A dog's nails are used primarily for gripping, and they continuously grow. If they grow too long they will extend beyond the pad of the dog's paw and make a click-click sound against the tile. Over time, this clicking action can damage tiles. Even if a dog's nails are cut short, the hair that grows around a dog's paw can cause the pet to slip on the tile so that it digs in with its nails for extra support, causing even more damage.
Ceramic tiles are probably the safest tiles to use with dogs. Their fire-hardened surfaces are very resistant to light scratches of the kind dogs make, and they look much better than vinyl or laminate options. Most ceramic tiles are glazed, and over time this glaze may become worn or scratched, but the tile itself usually stays unharmed.

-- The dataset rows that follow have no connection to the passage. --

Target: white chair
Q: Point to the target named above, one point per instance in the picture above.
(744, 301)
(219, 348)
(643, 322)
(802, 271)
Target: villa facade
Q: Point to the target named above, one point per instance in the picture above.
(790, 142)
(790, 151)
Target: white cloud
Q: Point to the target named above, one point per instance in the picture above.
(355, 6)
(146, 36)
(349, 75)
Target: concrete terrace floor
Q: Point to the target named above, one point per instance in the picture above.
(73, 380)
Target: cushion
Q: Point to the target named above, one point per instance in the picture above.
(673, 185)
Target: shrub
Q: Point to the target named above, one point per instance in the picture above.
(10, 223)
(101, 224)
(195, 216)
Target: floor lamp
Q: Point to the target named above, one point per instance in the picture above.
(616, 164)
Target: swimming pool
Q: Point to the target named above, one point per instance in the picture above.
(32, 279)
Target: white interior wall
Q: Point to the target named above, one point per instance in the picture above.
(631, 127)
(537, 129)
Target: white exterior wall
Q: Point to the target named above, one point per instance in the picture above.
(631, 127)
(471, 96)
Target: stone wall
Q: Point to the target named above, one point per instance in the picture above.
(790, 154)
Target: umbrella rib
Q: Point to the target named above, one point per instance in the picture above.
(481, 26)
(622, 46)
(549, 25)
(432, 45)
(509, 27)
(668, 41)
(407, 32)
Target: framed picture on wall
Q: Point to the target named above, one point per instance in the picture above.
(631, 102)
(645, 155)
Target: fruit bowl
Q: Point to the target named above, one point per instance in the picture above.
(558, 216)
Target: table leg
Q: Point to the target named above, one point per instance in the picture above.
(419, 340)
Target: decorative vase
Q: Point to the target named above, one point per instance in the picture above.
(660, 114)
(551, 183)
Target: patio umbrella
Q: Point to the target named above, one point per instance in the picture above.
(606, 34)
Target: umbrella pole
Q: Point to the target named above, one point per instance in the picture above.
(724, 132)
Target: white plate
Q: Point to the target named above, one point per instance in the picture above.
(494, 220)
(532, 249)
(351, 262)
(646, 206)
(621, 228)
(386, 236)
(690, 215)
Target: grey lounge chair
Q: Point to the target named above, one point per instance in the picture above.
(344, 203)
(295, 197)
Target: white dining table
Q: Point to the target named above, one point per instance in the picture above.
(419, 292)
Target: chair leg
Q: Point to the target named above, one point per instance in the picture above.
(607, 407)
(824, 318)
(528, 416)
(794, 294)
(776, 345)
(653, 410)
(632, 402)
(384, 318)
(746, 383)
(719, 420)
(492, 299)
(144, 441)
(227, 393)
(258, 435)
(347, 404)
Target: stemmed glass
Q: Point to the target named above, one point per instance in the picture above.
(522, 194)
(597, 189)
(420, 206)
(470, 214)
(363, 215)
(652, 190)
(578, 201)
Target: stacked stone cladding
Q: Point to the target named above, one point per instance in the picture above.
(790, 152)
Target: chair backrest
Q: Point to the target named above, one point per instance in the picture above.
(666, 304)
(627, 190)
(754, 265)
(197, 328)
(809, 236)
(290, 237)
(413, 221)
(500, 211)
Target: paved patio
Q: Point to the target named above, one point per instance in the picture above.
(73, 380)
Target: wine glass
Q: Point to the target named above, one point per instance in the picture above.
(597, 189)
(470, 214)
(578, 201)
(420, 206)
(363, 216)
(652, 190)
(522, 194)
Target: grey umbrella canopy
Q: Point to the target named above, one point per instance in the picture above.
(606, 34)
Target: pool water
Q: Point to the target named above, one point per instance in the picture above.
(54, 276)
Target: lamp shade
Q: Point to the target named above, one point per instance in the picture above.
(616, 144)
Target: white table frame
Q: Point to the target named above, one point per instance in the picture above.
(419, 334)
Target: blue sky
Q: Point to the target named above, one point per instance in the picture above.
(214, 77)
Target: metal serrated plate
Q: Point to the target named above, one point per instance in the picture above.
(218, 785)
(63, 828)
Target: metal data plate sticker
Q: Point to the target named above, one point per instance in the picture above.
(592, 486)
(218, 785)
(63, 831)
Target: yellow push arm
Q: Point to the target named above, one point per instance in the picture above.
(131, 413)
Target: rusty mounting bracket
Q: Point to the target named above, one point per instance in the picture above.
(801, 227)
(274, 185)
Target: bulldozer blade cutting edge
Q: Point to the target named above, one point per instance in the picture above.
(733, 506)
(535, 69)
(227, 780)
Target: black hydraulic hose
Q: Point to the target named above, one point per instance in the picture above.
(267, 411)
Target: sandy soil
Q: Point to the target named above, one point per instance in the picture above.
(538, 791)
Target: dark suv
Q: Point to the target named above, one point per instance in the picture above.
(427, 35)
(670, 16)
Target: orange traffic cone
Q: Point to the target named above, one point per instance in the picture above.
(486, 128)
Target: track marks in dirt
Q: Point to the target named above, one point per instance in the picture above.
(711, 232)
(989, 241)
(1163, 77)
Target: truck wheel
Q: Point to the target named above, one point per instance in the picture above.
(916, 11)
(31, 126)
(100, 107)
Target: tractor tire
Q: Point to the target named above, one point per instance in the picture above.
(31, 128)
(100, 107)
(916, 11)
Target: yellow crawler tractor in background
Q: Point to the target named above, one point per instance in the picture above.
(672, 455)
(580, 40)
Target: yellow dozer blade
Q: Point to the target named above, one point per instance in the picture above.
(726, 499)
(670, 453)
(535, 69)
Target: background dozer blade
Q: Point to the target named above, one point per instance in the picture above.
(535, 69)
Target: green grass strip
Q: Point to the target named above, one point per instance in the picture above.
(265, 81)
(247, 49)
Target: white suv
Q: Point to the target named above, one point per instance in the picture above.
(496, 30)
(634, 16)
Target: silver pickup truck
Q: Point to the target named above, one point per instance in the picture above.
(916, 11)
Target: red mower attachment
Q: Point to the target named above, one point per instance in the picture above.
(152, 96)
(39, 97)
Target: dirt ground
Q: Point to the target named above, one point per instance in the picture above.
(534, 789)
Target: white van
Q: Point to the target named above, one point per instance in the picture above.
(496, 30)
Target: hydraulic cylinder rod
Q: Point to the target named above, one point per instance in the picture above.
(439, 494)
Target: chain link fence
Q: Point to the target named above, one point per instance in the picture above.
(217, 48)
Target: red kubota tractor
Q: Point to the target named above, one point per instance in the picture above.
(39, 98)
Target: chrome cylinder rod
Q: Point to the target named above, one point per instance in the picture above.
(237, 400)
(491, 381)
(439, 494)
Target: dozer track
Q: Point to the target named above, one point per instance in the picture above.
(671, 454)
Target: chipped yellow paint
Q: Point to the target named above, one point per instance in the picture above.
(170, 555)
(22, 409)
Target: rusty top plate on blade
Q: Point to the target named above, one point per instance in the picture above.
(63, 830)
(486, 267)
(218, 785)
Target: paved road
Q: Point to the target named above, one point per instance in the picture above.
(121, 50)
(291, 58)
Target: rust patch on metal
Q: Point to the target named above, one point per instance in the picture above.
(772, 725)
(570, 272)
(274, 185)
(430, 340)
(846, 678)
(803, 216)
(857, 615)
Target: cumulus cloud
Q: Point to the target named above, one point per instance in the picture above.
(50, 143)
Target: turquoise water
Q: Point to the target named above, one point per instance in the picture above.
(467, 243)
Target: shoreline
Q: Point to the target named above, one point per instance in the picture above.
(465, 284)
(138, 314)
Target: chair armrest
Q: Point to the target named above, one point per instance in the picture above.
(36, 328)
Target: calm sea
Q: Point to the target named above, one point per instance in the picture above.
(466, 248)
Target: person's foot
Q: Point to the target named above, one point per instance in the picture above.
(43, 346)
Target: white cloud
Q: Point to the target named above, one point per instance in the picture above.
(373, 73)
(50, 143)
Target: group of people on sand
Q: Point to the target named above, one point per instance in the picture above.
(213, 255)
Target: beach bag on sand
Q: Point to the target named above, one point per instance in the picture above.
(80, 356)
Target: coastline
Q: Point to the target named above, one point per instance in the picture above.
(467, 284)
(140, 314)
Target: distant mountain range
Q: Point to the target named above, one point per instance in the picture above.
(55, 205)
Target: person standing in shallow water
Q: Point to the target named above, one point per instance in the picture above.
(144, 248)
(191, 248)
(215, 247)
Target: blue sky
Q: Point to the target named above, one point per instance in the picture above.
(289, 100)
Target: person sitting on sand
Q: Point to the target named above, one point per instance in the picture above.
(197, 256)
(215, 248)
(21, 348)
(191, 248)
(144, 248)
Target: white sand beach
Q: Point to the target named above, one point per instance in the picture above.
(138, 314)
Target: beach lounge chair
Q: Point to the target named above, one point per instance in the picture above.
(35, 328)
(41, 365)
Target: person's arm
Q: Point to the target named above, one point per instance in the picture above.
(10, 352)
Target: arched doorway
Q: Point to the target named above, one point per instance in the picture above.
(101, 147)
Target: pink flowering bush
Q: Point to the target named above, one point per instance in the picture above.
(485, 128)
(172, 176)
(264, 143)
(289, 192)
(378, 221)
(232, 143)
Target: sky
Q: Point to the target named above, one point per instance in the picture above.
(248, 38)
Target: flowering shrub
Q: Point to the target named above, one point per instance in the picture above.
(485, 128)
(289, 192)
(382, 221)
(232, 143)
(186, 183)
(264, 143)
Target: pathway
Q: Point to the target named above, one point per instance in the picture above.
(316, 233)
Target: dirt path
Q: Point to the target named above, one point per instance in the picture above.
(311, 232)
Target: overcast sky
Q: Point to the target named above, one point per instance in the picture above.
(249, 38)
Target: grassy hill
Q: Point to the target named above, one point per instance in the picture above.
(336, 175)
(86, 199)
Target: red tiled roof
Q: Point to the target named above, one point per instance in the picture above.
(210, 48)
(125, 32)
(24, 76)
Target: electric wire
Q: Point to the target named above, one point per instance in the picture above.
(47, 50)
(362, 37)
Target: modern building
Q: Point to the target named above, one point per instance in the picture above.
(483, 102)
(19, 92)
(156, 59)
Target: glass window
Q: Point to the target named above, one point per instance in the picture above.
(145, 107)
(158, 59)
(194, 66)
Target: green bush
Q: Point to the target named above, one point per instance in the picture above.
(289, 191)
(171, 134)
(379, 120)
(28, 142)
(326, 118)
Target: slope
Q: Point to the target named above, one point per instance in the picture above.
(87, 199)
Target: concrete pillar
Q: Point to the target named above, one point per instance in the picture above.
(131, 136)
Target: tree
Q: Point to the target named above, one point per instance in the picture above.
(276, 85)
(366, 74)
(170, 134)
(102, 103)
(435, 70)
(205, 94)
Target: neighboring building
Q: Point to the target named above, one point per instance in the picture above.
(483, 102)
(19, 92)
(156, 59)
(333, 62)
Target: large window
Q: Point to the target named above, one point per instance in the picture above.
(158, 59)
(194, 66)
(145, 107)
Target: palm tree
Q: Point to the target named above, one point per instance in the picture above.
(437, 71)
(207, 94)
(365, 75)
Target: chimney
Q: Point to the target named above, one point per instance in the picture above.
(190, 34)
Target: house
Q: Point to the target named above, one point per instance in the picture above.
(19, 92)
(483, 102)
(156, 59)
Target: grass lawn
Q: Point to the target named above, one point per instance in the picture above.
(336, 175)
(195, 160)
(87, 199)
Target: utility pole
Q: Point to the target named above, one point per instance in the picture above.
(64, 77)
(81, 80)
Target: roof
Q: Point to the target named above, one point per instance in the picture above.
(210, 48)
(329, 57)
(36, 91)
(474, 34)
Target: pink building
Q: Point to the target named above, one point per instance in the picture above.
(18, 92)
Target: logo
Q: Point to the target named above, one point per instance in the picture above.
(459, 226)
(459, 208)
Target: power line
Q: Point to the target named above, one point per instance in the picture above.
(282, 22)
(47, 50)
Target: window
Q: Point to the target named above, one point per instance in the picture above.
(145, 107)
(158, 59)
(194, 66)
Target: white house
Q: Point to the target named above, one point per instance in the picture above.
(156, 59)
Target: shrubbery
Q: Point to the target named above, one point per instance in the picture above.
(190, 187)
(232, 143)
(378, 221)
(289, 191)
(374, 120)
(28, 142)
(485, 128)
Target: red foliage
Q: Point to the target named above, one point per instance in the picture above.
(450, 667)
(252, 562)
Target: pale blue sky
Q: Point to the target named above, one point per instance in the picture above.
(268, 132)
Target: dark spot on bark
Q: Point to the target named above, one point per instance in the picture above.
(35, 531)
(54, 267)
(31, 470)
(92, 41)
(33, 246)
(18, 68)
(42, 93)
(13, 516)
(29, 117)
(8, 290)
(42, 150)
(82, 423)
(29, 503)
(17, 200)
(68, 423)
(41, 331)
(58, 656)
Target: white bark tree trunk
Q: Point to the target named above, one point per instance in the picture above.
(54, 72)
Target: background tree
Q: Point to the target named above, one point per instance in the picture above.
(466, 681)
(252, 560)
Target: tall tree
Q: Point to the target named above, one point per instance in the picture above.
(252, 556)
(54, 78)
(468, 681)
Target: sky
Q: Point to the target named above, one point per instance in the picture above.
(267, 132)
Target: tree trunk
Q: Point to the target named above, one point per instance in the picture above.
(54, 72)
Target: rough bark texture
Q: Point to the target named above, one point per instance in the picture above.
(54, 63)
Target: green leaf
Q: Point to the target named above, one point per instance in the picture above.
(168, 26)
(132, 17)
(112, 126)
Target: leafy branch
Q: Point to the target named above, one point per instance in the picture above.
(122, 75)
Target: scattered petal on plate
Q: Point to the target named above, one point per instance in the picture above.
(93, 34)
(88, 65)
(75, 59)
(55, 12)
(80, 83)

Wood tiles, such as cork tiles, tend to suffer the most because of scratching dogs. Cork and bamboo are both soft woods and among the few woods that are made into tiles for flooring. It is inadvisable to choose wood tiles with a dog because of the ease with which they are scratched, even when sealants and protective layers are used.
Stone tiles are usually granite or marble, and are naturally very hard. This does not mean they are immune to scratches by dog nails. Stone tiles can be very absorbent, even when sealed, and if they accidently absorb some type of food the smell can stay in the stone for a long time, attracting a pet's attention. This may also be a cause of scratching damage around absorbent grout.